The long awaited DSM-5 has arrived and the controversy rages. Meanwhile, no matter what employers may think about the changes, they have no choice but to deal with the inevitable fallout.

DSM-5 is the “Diagnostic and Statistical Manual of Mental Disorders” as newly revised from the previous DSM-IV. It was formally introduced this week by the American Psychiatric Association and it becomes the authoritative source in North America for diagnosing mental disorders. (An earlier post talked about some of the controversy in the making of DSM-5.)

Why is it important to employers in BC?

First – it is authoritative – for psychiatrists and psychologists, for insurers, and for WorkSafeBC.

Whether or not individual professionals agree or disagree with all or any aspect of DSM-5, they will use it for at least two reasons: DSM-5 is established as the governing authority for determination of mental disorders under the Worker’s Compensation Act; and for now, there is no other alternative on which a credible diagnosis can be made so it likely will be relied on to determine if there is a “mental disability”, and to set the scope of the duty to accommodate, in human rights law.

Second – it recognizes new mental disorders, and changes the criteria for some existing disorders.

Of particular interest for employers are new disorders such as Caffeine Withdrawal, Cannabis Withdrawal, Mild Neurocognitive Disorder and Premenstrual Dysphoric Disorder, and treating extended grief over the loss of a loved one as depression.

Third – all of that likely will lead to increased costs for sick leave, disability insurance and drug plans.

The concern is that the changes will accelerate the diagnoses of mental disorders. That will justify more sick leave and more disability leave and the use of medication as treatment. That will drive up employer costs for the benefits plans commonly provided.
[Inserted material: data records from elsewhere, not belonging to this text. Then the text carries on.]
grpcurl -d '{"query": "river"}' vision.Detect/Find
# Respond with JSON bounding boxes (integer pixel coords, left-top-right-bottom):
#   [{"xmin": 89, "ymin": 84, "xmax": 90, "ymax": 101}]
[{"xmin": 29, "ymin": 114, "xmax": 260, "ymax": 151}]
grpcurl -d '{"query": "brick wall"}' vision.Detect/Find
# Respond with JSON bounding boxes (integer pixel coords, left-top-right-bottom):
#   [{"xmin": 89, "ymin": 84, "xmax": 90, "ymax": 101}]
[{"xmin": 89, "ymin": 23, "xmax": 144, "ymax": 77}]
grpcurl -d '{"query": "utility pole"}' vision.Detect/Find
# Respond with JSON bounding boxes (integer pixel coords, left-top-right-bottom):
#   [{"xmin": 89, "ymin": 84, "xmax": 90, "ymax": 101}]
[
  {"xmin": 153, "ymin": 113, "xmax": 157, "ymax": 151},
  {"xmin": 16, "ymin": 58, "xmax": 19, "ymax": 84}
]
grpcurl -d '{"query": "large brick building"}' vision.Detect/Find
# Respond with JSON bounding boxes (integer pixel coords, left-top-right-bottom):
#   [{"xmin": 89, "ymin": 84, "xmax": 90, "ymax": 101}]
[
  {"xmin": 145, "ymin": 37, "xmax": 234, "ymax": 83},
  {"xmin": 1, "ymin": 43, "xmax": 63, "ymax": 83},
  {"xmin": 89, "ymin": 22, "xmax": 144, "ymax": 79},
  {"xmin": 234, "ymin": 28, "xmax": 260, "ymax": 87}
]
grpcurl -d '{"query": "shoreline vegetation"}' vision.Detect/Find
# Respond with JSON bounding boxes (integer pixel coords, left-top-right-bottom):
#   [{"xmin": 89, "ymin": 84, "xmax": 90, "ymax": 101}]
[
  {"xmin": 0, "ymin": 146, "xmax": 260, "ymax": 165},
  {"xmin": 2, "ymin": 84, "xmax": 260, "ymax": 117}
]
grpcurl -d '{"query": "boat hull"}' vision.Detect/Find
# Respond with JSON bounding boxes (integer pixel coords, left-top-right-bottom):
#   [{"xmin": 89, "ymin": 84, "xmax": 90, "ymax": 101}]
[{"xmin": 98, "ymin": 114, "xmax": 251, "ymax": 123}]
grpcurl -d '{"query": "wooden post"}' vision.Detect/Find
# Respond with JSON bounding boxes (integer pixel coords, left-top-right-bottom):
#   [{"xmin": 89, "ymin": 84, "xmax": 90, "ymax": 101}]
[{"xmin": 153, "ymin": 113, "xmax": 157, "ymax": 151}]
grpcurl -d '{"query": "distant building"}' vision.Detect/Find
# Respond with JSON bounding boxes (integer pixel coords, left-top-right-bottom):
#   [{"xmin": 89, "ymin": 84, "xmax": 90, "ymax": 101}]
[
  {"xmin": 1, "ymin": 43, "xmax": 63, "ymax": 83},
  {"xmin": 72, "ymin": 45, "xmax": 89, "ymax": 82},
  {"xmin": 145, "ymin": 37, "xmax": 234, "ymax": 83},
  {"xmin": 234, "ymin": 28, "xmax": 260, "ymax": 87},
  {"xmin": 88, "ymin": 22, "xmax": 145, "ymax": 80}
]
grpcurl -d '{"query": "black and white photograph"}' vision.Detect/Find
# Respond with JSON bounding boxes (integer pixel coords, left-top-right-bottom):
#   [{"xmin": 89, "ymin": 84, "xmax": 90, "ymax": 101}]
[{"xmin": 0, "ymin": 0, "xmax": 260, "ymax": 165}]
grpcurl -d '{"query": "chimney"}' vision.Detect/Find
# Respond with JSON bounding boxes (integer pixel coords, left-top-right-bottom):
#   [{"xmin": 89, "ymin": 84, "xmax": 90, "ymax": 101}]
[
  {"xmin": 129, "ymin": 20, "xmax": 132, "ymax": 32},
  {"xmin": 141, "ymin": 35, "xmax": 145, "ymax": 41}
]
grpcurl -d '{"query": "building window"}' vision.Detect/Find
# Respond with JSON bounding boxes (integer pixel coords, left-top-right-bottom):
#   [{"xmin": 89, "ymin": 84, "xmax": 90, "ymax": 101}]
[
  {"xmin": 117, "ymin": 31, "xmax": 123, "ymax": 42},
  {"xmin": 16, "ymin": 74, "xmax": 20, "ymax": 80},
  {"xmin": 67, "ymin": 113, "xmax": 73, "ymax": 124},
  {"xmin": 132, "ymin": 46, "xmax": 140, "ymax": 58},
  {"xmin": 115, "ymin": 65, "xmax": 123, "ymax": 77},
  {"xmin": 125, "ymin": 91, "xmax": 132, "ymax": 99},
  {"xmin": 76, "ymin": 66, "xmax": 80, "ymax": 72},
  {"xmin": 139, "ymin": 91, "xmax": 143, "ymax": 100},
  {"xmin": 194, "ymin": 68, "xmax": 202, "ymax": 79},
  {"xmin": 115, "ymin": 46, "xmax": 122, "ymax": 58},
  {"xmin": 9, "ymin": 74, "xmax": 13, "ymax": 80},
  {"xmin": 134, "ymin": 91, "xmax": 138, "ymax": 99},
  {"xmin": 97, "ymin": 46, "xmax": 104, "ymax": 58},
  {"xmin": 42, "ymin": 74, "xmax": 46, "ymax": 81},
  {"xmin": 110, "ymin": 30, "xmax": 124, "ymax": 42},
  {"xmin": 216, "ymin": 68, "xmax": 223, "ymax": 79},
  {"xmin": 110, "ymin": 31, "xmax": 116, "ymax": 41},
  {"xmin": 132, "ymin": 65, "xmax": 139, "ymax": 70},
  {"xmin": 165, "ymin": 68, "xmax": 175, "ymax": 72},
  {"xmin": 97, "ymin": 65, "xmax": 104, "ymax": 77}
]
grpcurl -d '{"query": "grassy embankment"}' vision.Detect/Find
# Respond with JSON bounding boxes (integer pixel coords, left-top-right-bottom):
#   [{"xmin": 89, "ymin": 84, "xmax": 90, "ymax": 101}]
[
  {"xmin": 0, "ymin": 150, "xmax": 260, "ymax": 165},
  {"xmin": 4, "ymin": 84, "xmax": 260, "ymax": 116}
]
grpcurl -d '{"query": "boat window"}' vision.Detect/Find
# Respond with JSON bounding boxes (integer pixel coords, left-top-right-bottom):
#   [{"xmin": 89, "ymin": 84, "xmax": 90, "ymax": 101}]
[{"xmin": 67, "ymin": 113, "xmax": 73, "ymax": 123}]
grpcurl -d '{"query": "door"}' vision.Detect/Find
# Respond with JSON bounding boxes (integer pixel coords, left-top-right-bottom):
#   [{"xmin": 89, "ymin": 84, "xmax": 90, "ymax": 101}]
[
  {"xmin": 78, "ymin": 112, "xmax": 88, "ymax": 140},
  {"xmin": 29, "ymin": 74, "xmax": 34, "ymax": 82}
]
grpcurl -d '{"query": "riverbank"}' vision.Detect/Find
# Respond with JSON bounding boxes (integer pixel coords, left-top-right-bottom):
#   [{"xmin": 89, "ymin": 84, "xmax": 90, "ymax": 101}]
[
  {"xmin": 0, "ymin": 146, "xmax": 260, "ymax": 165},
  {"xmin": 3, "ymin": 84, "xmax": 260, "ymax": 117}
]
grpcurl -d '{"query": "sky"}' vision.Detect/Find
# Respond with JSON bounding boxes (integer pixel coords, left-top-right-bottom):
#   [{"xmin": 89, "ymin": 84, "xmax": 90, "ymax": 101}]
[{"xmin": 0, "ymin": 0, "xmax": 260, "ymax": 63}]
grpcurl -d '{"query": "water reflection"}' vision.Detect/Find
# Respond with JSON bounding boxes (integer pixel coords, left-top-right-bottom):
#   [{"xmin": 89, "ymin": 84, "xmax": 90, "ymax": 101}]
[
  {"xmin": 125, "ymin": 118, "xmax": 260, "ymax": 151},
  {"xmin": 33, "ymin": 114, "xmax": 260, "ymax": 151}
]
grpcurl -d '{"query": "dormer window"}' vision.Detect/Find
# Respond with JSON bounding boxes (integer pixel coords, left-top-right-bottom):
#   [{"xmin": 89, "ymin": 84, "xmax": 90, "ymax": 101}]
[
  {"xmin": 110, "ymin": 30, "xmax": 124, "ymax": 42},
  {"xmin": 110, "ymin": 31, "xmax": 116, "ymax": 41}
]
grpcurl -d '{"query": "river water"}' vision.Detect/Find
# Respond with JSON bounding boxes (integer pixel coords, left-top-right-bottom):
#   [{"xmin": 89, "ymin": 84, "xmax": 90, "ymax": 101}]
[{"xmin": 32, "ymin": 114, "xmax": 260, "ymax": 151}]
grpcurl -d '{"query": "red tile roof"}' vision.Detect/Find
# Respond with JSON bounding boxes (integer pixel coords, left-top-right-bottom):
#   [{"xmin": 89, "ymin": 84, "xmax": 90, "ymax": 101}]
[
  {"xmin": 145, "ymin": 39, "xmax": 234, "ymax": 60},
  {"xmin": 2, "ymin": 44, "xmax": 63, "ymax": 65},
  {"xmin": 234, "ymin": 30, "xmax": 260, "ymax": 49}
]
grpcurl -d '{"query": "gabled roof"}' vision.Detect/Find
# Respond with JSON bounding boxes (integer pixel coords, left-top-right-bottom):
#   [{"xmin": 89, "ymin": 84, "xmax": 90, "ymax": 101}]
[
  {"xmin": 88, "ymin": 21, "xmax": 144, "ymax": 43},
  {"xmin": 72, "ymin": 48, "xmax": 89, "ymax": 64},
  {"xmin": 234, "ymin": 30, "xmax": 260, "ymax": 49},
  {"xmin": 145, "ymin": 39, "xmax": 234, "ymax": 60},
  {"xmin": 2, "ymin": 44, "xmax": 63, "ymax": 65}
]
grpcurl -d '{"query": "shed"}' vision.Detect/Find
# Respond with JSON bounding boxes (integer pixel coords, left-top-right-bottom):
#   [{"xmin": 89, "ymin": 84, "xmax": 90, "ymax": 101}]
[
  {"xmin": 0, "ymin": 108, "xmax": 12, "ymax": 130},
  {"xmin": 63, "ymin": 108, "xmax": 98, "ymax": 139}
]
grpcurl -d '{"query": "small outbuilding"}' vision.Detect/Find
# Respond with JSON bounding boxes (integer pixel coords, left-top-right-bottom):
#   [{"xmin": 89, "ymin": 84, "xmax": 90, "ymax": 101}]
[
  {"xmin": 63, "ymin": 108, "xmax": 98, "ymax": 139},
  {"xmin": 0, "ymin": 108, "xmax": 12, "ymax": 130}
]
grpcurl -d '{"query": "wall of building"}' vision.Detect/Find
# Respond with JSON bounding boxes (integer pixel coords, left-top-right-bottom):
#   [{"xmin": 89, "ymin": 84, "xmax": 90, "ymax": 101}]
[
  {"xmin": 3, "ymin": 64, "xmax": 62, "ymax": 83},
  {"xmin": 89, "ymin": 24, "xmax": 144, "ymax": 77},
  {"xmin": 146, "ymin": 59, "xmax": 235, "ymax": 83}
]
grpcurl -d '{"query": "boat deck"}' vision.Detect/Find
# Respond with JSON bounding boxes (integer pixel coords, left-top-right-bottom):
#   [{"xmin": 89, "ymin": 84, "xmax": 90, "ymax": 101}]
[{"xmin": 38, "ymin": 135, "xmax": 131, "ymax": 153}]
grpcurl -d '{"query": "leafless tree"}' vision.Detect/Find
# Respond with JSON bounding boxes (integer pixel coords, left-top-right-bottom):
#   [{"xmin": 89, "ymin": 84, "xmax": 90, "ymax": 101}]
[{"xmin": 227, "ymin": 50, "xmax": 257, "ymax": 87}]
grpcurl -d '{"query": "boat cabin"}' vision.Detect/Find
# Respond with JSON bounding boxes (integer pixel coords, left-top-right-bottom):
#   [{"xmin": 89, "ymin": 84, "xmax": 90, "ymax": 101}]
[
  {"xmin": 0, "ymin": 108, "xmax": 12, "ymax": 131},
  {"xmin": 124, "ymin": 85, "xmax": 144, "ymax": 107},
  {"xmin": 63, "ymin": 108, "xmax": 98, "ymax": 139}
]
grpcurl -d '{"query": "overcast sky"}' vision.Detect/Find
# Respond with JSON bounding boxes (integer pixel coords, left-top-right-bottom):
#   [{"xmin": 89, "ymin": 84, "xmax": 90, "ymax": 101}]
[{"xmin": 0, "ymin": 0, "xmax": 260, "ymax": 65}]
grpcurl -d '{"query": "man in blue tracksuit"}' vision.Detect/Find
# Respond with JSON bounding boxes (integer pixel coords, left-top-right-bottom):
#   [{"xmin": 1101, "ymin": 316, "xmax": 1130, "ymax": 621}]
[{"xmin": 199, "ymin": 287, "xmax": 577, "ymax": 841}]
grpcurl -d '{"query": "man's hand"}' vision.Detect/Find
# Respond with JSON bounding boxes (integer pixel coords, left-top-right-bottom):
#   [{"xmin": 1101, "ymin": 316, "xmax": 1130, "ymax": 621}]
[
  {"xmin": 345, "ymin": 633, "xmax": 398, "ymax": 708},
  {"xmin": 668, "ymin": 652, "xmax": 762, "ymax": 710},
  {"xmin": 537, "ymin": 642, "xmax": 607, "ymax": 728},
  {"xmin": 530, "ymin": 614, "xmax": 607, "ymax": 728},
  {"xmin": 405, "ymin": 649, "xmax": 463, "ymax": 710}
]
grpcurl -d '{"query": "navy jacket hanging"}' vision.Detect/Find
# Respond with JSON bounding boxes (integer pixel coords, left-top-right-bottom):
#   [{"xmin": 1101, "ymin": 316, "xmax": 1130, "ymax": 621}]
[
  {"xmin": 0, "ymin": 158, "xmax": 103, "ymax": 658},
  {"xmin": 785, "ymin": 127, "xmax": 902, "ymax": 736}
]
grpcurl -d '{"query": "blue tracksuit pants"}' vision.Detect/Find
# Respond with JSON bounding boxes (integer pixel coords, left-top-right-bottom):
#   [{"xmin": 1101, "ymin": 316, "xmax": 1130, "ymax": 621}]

You can read a summary of the main criticisms of DSM-5. But of course, there are always at least two sides to every story and there is strong support as well.

Does DSM-5 medicalize normal human emotions and behaviour to our detriment, or does it gather advances in psychiatric knowledge and enable previously uncategorized problems to be recognized, studied and effectively treated?

It’s an interesting debate and worth following. But whatever employers may think, DSM-5 will have an impact in the workplace.